There are various reasons for this. Maybe you are decoding the text into code points rather than operate in the domain of bytes (you shouldn't need to decode the entire input to search for newlines). Maybe you are traversing the file one character/byte at a time looking for LF.

An efficient solution to this problem employs the use of vectorized CPU instructions (like AVX/AVX2) which can scan several bytes at a time looking for a sentinel value or matching a byte mask. So instead of 1 instruction per input byte, you have 1/n. Your C runtime library probably has assembly implementations of memchr(), strchr(), and similar functions and automatically chooses the newest/fastest assembly/instructions supported by the run-time CPU (glibc does).

In theory, compilers recognize such patterns and emit modern vectorized instructions automagically. In reality, because the default target ISA of compilers is relatively ancient compared to what your CPU is capable of (see previous section), you are stuck with old instructions and linear scanning. Your best bet is to stick with functions in the C runtime that are probably backed by assembly. (Although watch out for function call overhead.)

Another culprit causing inefficiency is hashing each line. The hashing is performed to reduce equivalence testing to a u32/u64 compare rather than strcmp(). Many implementations don't seem to give much consideration to the hashing algorithm, using something like crc32 or djb2. An inefficiency here is many older hashing algorithms operate at the byte level: you need to feed in 1 byte at a time, update state (XOR if often employed), then feed in the next byte. This is inefficient because it throws away the instruction pipelining and superscalar properties of modern CPUs. A better approach is to use a hashing algorithm that digests 4, 8, or more bytes at a time. Again, this lowers run-time from ~n cycles per byte to ~1/n.

Another common inefficiency is computing the lines and hashes of content in the common prefix and suffix. Use of memcmp() (or even better: hand-rolled assembly to give you the offset of the first divergence) is more efficient, as again, your C runtime library probably has assembly implementations of memcmp() which can compare input at near native memory speed.
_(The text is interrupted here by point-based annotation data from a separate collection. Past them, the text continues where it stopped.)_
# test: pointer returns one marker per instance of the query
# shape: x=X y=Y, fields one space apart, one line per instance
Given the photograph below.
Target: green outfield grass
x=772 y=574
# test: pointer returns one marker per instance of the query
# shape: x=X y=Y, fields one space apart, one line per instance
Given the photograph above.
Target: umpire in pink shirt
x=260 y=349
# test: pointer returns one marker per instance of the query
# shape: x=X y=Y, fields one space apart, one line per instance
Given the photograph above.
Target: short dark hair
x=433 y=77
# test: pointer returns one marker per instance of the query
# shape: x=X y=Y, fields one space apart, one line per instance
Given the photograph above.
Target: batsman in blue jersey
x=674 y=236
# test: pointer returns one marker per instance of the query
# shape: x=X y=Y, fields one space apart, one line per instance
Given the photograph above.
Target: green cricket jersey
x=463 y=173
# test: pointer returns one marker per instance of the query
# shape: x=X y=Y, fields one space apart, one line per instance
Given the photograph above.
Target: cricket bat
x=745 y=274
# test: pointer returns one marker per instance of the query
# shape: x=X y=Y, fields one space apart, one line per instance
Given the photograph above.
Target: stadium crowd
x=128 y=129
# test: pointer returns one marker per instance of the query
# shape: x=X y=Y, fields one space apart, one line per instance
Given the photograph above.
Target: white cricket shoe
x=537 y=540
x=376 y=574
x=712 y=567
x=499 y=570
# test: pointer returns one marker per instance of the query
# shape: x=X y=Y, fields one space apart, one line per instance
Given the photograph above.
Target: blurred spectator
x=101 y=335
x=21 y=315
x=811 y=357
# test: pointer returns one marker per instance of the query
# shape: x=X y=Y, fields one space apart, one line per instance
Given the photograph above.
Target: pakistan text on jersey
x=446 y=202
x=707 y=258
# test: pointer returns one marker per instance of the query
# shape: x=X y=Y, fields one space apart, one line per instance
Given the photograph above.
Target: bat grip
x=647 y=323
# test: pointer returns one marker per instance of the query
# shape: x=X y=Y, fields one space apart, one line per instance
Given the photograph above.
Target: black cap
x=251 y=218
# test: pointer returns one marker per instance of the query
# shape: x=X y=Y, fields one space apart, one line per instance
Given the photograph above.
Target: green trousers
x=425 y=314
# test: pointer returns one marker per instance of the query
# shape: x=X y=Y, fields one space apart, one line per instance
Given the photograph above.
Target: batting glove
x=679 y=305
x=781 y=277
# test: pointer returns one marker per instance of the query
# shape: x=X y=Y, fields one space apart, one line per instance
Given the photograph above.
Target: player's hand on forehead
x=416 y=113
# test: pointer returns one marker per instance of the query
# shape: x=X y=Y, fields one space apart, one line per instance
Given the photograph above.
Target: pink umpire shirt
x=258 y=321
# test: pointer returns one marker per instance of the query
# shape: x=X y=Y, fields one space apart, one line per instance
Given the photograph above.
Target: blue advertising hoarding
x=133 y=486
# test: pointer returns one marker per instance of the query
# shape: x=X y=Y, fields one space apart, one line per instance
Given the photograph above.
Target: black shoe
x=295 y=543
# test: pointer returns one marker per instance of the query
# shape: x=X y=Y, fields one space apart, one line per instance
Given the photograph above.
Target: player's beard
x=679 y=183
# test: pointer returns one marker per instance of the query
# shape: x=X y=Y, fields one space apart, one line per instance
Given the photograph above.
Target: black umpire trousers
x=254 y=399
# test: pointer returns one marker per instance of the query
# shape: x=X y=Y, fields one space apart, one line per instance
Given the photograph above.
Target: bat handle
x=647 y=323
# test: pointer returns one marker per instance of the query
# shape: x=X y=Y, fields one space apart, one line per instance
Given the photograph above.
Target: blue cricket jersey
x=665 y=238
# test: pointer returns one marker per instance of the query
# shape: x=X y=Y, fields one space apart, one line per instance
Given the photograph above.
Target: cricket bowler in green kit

I quite enjoy this example because it demonstrates that something that is seemingly O(n) is slower than O(nlog(n))/O(n^2). This is because often the result of the optimization reduces the n of the expensive algorithm to such a small value that the computational complexity is trivial. Compilers targeting ancient microarchitectures and failing to leverage vectorized instructions which unlock superlinear performance further shift the time towards the O(n) optimizations.

Conclusion

Computers and software can be surprisingly slow for surprising reasons. While this post was long and touched on a number of topics, it only scratched the surface of potential topics. I could easily find another 10 topics to write about. But that will have to be for another post.

Before I go, if you find inaccuracies in this post, please shoot me an email (address in resume in site header) so I can correct the post, as I don't want to unintentionally mislead others.

Also, computers and software are complex. When it comes to performance and optimizations, always be measuring. The issues I described could be manifesting in your software and environments but the effort to address them may not be worth the reward. Computers and software, like life, are full of trade-offs. Performance is just one trade-off. Please don't cargo cult my advice without measuring and applying critical thinking first.